リムを狩る者たち5
改稿済
低木を弾き折る勢いで、俺は地面に叩きつけられそうになる。
しかし身の軽いリムの身体は宙を回転し地に着地して、
「そうだ、怒れ!叫べ!」
さらに叫んだ。
「うがあああっ…」
何度も投げられ背中を地面に叩きつけられそうになるが、そのたびにかわせる身体能力の高さに驚いた。
「認めろ!お前のリムは、死んだ!」
お館様が棍棒のような武骨な腕で、俺の顔面を殴ろうとする。
女の子の顔は反則だろーが。
「うるさぁぁぁぁいっ!うるさい、うるさい、うるさいぃぃ!」
壮年の男の顔が憎しみで歪み、真っ赤な顔で叫びながら地面を殴る手は止まらない。
「もうやめて下さいっ…お館様!」
泣きながら飛び込んだ村人たちが俺とお館様の間に立ち、腕が止まった。
「リム…リムがいる…俺のリムは…」
お館様が草に横たわる、白い骨と皮を見つめ、
「そうだ…死んでいるんだよ…」
俺がそう呟くと、草に突っ伏して堰を切ったように泣き出す。
「う…お…お…おおん…っ」
「こういうときは感情を爆発させるのが一番だしさあ。……なあ、お館様」
泣き続けているお館様に、俺はあぐらをかいて話しかけた。
「あんたのリム、埋めてやらねえか?リムは自然に任せて地に返すのが教義なんだろうけどさあ、俺、辺境の人間なわけで教義とかないしさ、人は埋めるだろ?リムだって、人から生まれたんじゃんか。だからさ、同じ自然でも野ざらしより、土の柔らかなベッドに寝かせてやりたいよな」
お館様が俺の言葉半ばで泣きながら何度も何度も頷き、村人がシャベルで林檎の木の下にリムが横たわるベッドを作り始める。

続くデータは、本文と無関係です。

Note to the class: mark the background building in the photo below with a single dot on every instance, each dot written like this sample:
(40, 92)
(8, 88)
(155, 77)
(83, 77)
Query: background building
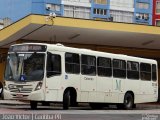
(156, 12)
(128, 11)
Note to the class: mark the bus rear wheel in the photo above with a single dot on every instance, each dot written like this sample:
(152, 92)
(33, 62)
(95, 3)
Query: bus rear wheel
(66, 100)
(33, 105)
(128, 101)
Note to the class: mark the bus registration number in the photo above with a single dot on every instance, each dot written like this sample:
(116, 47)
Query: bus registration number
(19, 95)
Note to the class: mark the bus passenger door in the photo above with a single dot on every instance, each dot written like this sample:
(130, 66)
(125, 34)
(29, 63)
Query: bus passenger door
(88, 78)
(53, 75)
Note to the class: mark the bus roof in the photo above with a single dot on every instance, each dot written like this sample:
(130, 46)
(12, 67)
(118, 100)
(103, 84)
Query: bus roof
(60, 47)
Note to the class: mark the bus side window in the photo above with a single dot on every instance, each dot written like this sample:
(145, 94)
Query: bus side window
(154, 72)
(88, 65)
(53, 65)
(133, 70)
(119, 68)
(72, 63)
(104, 67)
(145, 70)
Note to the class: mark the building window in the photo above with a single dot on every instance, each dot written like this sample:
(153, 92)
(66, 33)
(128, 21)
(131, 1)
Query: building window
(100, 1)
(122, 3)
(122, 16)
(104, 67)
(53, 7)
(119, 68)
(132, 70)
(88, 65)
(142, 16)
(140, 5)
(145, 71)
(100, 11)
(72, 63)
(157, 7)
(77, 12)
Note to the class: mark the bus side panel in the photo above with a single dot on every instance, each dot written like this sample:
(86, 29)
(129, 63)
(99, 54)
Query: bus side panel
(104, 89)
(148, 91)
(88, 88)
(133, 86)
(53, 84)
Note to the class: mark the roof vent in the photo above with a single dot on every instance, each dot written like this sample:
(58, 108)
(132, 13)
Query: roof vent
(59, 44)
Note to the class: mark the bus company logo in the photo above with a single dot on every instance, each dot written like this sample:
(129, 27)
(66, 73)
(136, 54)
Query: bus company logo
(149, 117)
(118, 85)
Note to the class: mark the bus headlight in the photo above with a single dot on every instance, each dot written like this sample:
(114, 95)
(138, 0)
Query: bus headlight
(39, 86)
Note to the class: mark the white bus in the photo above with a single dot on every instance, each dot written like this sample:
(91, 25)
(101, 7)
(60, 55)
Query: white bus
(54, 73)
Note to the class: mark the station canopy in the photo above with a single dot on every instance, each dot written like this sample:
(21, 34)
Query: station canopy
(40, 28)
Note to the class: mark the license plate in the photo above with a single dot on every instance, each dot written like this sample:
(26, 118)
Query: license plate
(19, 95)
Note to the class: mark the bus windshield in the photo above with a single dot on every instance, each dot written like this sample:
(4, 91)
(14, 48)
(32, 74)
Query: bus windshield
(25, 66)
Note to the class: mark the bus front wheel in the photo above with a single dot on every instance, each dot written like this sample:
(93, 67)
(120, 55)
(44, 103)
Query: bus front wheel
(66, 100)
(33, 105)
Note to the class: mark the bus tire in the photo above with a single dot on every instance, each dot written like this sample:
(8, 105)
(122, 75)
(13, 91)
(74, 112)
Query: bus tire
(128, 101)
(33, 105)
(96, 106)
(66, 100)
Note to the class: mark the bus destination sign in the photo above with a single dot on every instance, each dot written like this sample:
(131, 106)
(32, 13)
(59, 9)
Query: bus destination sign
(28, 48)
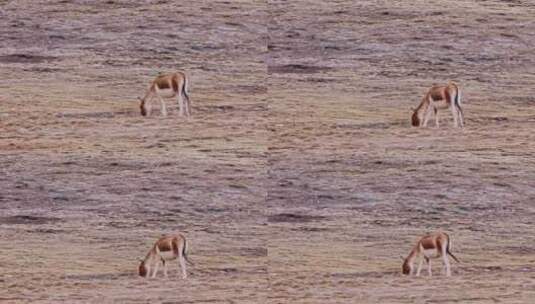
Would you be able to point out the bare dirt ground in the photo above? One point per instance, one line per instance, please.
(297, 180)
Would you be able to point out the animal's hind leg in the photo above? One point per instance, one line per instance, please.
(182, 262)
(419, 267)
(455, 113)
(155, 269)
(164, 268)
(461, 115)
(427, 116)
(162, 102)
(188, 106)
(181, 104)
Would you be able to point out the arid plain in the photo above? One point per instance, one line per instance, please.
(298, 179)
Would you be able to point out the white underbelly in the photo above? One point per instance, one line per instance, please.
(440, 104)
(166, 93)
(431, 253)
(167, 255)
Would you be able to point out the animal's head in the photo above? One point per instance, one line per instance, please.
(406, 268)
(142, 269)
(415, 119)
(142, 107)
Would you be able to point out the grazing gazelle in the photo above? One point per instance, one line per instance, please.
(169, 85)
(433, 245)
(439, 97)
(166, 248)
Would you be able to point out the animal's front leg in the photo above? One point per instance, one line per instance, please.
(180, 101)
(427, 116)
(436, 119)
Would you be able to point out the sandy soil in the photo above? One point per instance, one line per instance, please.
(297, 180)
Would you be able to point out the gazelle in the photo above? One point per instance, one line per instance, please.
(439, 97)
(168, 85)
(165, 249)
(433, 245)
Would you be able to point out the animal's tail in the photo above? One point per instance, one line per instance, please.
(457, 102)
(448, 250)
(185, 254)
(185, 87)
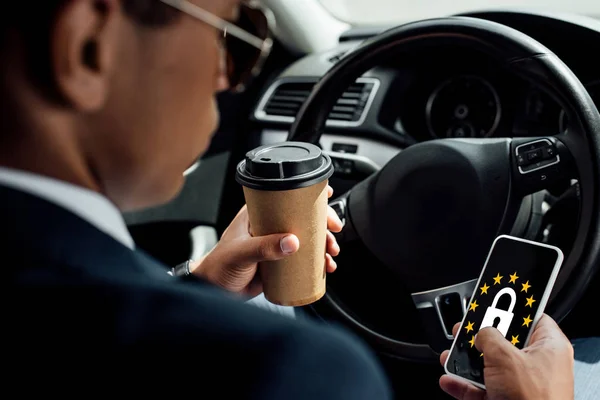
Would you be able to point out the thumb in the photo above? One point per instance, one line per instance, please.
(265, 248)
(495, 348)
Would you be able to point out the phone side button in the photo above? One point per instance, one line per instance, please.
(456, 367)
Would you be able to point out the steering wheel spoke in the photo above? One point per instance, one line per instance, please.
(440, 309)
(541, 163)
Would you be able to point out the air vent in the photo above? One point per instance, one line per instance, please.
(283, 101)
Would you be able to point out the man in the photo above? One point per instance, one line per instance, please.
(104, 104)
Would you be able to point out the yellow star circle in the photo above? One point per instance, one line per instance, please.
(497, 279)
(484, 288)
(469, 327)
(530, 302)
(474, 305)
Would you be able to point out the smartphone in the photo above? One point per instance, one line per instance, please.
(511, 294)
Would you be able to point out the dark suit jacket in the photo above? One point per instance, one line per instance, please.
(83, 315)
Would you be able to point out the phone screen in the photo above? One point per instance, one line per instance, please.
(513, 287)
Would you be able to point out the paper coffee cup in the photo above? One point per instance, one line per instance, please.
(285, 187)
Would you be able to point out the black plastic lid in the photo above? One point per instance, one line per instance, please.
(284, 166)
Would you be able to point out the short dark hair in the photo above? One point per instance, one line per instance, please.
(34, 25)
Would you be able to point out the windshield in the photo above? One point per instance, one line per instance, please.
(368, 12)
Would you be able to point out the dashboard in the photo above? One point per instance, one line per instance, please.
(437, 93)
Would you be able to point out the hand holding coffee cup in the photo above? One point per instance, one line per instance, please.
(286, 190)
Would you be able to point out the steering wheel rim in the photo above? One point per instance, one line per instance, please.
(525, 57)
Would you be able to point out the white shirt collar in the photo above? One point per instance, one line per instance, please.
(88, 205)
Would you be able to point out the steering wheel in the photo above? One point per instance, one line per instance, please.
(432, 213)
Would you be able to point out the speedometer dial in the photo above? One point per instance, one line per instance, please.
(465, 106)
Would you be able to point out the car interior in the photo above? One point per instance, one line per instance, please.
(446, 130)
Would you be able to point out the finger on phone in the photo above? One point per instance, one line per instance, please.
(455, 329)
(460, 390)
(333, 248)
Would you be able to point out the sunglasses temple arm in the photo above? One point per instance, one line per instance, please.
(227, 27)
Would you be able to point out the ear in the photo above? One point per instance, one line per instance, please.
(83, 45)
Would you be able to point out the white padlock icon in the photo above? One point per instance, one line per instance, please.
(505, 316)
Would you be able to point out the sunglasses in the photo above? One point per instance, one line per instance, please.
(247, 41)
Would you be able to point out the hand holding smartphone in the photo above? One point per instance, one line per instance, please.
(510, 295)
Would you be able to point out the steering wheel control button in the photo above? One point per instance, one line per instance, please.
(284, 166)
(536, 155)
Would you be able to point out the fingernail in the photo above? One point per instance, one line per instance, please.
(288, 244)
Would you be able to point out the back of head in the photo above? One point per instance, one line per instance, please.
(113, 95)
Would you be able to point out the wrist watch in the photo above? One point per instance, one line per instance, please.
(182, 269)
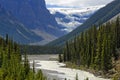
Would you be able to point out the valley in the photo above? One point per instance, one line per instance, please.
(55, 70)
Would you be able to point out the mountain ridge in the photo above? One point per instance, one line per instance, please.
(34, 15)
(100, 17)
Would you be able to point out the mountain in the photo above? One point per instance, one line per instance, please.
(35, 16)
(16, 30)
(71, 18)
(100, 17)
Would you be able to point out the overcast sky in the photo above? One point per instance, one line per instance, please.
(75, 3)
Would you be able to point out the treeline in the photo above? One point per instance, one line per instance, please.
(95, 48)
(12, 67)
(34, 49)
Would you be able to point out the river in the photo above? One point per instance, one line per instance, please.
(55, 70)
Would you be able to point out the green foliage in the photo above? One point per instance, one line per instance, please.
(95, 48)
(11, 65)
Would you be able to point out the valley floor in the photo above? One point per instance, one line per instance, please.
(55, 70)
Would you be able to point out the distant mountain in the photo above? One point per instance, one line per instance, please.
(71, 18)
(35, 16)
(101, 16)
(16, 30)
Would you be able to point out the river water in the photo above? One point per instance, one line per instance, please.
(55, 70)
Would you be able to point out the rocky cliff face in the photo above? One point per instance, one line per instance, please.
(34, 15)
(16, 30)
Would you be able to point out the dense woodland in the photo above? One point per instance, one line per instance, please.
(12, 67)
(95, 48)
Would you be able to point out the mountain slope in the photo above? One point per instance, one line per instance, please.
(34, 15)
(11, 26)
(100, 17)
(71, 18)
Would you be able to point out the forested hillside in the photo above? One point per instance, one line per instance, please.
(100, 17)
(12, 67)
(97, 49)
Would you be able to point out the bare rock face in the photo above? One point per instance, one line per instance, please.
(34, 15)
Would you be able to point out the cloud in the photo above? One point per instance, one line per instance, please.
(77, 3)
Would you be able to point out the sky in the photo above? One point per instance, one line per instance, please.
(75, 3)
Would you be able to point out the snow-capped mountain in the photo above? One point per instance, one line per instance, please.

お館様はその土が柔らかくなるように泥だらけになりながら崩していて日が高くなっていき、リムの横に座って泣きながらお館様が作った土のベッドが完成した頃には、日は真ん中になっていた。
「お館様、リムを…」
戸惑うお館様に、俺は馴れた手つきで乾いた死体を草から剥がし始める。
もはやリムのくせにとか言われないようだ。
村人は帽子を胸にし、俺は力仕事にはむかない子どもの身体でリムの身体を半分支えた…ほぼ乾いているから軽いんだが…長い!
つまりこのリムは背が高いのだ。
死体は埋めてやる方がいいと言い出した俺のやり方は、ダクラム隊でも驚かれた。
「死体に付いた蛆虫を食べるほうがいいじゃん」
とラーンスが言ったからそれを俺のほうが驚いた。
「ん?」
下の方はまだ水分があり、ぼろぼろとリムを食していた蛆虫が落ちたが、頭が抜け落ちないように首に触れた瞬間、違和感を感じて俺は蛆虫を払いながら確認をした。
「そっか…可哀想に…」
そうしてそっと膝丈程度の深さの穴の中にリムのレディと、コロコロと転がっていた蛆虫も足元に入れてやる。
「お館様、ゆっくり足元から土をかけてあげろ」
「お…俺が…やる……」
とお館様が泣きながら、顔面をぐしゃぐしゃにしながら土をかけた。
「リムの体は土と同化し木の栄養となって林檎の木を豊かにする。お館様のために、また、働けるんだ。いいリムだったな…」
「フレア…俺が…つけた。死んだ妹の名」
「え?」
「リムを迎えるとき、主はリムに名前を与えるのだよ。前の名前は、もう口には出せないのだ」
老人が深々と俺に頭を下げた。
「風呂と食事を用意したから、来なされ」
えーっと…死体の重吾はどうする…?
「俺の主は瞑想中だ。俺の主も運んで欲しい」
全く…事態は迷走中だ。
俺はランクルの中のダルい重吾を指さして願い出た。
この死体の重吾を毎回どうするか…考えもんだな。
車椅子にでも乗せてやらないと…俺はどうにも脆弱な子どもの身体を軽く拭くと、リムコートをハタハタと翻して唸った。
親切なる老人の心の奥底には、『凶状』持ちであれどもリムに引き合わせ、万が一にもリムが反応したら…と考えているのだろうが…あのお館様もリム狩りからリムを買ったのか?
「うーん、違うぞ…変だ」
あのお館様は、ファナ(俺)に全く無関心だったはずだし、むしろ、ファナに関心を強く持つのは…。